Cape Town - Experts have weighed in on Europe's largest airline Ryanair’s controversial decision requiring South Africans to pass an Afrikaans test in order to travel to the UK, saying the move bordered on racism.
Officials at the Dublin-based airline say they are using the test to avoid transporting passengers to the UK on fake passports.
But some South Africans have criticised the policy, saying that the nation officially recognises 11 languages and that many in the country do not speak Afrikaans.
The UK High Commission in South Africa tweeted on Friday that the test “is not a UK Government requirement”.
The airline does not operate flights to South Africa.
South African language authorities have also denounced the questionnaire.
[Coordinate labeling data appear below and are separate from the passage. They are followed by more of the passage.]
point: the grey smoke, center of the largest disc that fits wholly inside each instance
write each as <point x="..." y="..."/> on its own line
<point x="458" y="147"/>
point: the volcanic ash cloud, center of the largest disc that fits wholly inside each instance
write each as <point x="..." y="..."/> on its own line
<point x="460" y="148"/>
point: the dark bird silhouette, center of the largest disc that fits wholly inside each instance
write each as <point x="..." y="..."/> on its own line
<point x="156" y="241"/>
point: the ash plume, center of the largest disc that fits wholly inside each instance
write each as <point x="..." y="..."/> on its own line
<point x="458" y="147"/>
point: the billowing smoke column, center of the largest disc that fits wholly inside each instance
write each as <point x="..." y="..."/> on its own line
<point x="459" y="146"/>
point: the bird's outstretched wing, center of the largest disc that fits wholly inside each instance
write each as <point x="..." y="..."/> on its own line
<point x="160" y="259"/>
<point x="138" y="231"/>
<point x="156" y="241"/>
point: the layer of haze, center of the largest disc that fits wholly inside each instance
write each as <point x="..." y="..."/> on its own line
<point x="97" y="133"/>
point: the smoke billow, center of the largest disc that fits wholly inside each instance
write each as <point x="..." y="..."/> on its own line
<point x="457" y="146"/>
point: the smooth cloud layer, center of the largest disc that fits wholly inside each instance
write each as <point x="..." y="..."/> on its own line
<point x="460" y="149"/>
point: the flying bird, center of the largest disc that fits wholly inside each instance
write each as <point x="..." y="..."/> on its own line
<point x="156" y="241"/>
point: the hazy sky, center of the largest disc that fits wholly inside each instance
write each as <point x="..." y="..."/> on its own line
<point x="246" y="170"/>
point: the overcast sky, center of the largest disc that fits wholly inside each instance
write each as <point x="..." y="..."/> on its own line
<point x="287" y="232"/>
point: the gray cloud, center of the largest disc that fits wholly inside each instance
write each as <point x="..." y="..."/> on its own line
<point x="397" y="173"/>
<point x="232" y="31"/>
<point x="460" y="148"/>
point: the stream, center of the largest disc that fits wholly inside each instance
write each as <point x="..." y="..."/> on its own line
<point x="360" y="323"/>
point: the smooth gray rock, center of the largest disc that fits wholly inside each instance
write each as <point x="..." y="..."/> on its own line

Anne-Maria Makhulu, an associate professor of cultural anthropology and African and African American studies at Duke University weighed in on the matter, saying: “I think that there’s language politics here, and that that language politics is insensitive to what underlies it, which is race politics”.
The fact that Zulu is more widely spoken in the country also highlights the implications of the test, she said.
“There’s a latent assumption there about what represents South African authenticity,” she said.
But Ryanair has remained unmoved, saying the Afrikaans test helps the company protect itself from transporting people who use fake passports.
“The South African government has already warned passengers (and airlines) of the risk of syndicates selling fake SA passports, which has substantially increased cases of fraudulent South African passports being used to enter the UK. In order to minimise the risk of fake passport usage, Ryanair requires passengers on a South African passport to fill out a simple questionnaire in the Afrikaans language.”
If passengers cannot complete it, they will not be permitted to travel and will be issued a refund, the statement said.
Andries W. Coetzee, a professor of linguistics and the director of the African Studies Centre at the University of Michigan, said it made no sense to use Afrikaans as a measurement of whether someone was South African or not.
“If you are a Black citizen of South Africa who came of age and went to school after 1994, chances are that you don’t know Afrikaans because you don’t have to know Afrikaans,” Coetzee said.
He called Ryanair’s policy “colonial, discriminatory and just unjustified.”